Measuring the impact of casino promotions and campaigns is essential to formulating a successful long-term marketing strategy — after all, how can you confidently plan a marketing calendar if you don’t know what has worked and what hasn’t? The pervasive problem at many (if not most) casinos is the inaccurate measurement of that impact. Marketers tend to greatly overstate the revenue gains generated by the promotions they roll out. This explains the contradiction between a marketer stating every campaign had a positive ROI while Finance reports a casino-wide revenue total that is down, or only up modestly, year-over-year.
Why does this happen? At most casinos, the revenue attributed to a campaign is the sum total of all revenue generated by every player who participated in that campaign. That is, if you invited people to pick up a free coffee maker on October 14, and 2000 people actually did, then all 2000 players’ total revenue on October 14 would be counted towards the coffee maker promotion.
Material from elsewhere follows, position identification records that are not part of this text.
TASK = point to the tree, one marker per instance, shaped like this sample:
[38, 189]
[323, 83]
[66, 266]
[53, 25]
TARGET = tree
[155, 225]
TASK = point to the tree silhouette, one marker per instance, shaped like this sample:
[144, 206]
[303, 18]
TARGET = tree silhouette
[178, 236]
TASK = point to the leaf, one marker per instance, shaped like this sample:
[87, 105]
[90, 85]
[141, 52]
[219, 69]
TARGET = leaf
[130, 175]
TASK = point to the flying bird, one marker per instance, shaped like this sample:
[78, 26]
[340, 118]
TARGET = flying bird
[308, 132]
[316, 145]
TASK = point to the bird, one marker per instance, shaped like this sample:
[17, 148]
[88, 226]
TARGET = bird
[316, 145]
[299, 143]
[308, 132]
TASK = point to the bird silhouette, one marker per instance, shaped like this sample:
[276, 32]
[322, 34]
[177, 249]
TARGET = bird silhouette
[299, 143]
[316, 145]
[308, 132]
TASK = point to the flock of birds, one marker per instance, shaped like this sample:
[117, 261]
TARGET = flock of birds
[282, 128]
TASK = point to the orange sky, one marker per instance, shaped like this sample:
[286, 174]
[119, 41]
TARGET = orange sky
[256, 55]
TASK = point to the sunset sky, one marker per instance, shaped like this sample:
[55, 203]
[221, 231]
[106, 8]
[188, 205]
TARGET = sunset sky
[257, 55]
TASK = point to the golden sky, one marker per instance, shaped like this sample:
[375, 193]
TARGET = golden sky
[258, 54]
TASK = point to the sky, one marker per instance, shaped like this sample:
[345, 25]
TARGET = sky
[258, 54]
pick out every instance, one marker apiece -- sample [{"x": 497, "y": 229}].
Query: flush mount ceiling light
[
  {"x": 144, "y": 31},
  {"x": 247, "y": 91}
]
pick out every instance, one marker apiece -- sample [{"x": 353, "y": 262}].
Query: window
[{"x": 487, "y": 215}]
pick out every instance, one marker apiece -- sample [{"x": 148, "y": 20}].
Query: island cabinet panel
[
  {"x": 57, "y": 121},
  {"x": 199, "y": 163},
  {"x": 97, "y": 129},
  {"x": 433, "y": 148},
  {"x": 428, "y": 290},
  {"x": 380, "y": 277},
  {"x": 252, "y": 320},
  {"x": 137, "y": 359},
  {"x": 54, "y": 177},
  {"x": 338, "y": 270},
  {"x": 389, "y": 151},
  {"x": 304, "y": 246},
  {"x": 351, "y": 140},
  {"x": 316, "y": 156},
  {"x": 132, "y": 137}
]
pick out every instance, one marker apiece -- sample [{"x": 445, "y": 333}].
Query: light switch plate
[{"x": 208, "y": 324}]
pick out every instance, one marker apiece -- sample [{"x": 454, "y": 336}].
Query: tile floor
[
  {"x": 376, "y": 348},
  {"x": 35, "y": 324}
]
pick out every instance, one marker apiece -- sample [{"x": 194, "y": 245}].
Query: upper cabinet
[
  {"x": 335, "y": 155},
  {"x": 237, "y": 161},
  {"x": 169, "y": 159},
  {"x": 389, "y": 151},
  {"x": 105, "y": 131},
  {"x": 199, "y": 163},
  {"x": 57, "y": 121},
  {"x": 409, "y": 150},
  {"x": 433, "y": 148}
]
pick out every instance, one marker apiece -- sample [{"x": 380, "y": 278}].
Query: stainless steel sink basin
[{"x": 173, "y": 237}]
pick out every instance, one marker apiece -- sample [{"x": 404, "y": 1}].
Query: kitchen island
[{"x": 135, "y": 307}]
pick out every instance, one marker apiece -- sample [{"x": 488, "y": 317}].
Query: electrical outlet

But wait, you might be saying, that’s not true — we de-layer the players’ revenue, so it doesn’t all go towards the coffee maker (if you are not familiar with de-layering, please see the footnote below). Still, the flaw is that every dollar of revenue is attributed to some marketing campaign — implicitly assuming that every visit by every player who redeems an offer was incented by your marketing. This is demonstrably false. Many players happily accept the free slot play, free gifts, free food, and whatever else your casino offers them — yet this is not the primary reason they visit, nor would their play completely dry up if these incentives were reduced or eliminated.
So going back to the coffee maker example… let’s assume the 2000 players who picked up their gift lost $120,000 in total on this day, for a $60 average. To attribute the entire $120,000 in revenue to the coffee maker is simply wrong. Instead, you must have some benchmark that measures what the likely revenue would have been without the incentive, and then calculate the difference. Only this amount can be attributed to the promotion. If these players would have generated $90,000 on a typical day, then the lift from the coffee maker giveaway was $30,000. If each coffee maker cost the casino $12, so total cost was $24,000, then we have a “profit” of $6,000 and an ROI of 25%. Which is certainly nice, but far different than a 400% ROI, which is what we’d have if we assumed all $120,000 was generated by the promotion. It seems obvious, yet many casino analysts don’t perform their calculations this way.
So how do we create accurate benchmarks in order to determine lift? Stay tuned, we’ll look into that in a future post.
De-layering: splitting up a player’s total revenue into smaller pieces, assigning a unique piece to multiple “layered” marketing offers. So imagine a player in the above example who lost $240 on his/her trip, during which s/he picked up a coffee maker, and also redeemed a $40 free play coupon, and also enjoyed a free buffet. An analyst would likely attribute $80 (1/3) towards each of the three offers. This prevents double- or triple-counting, where the full $240 would be counted three times, as each of the three promotions was analyzed.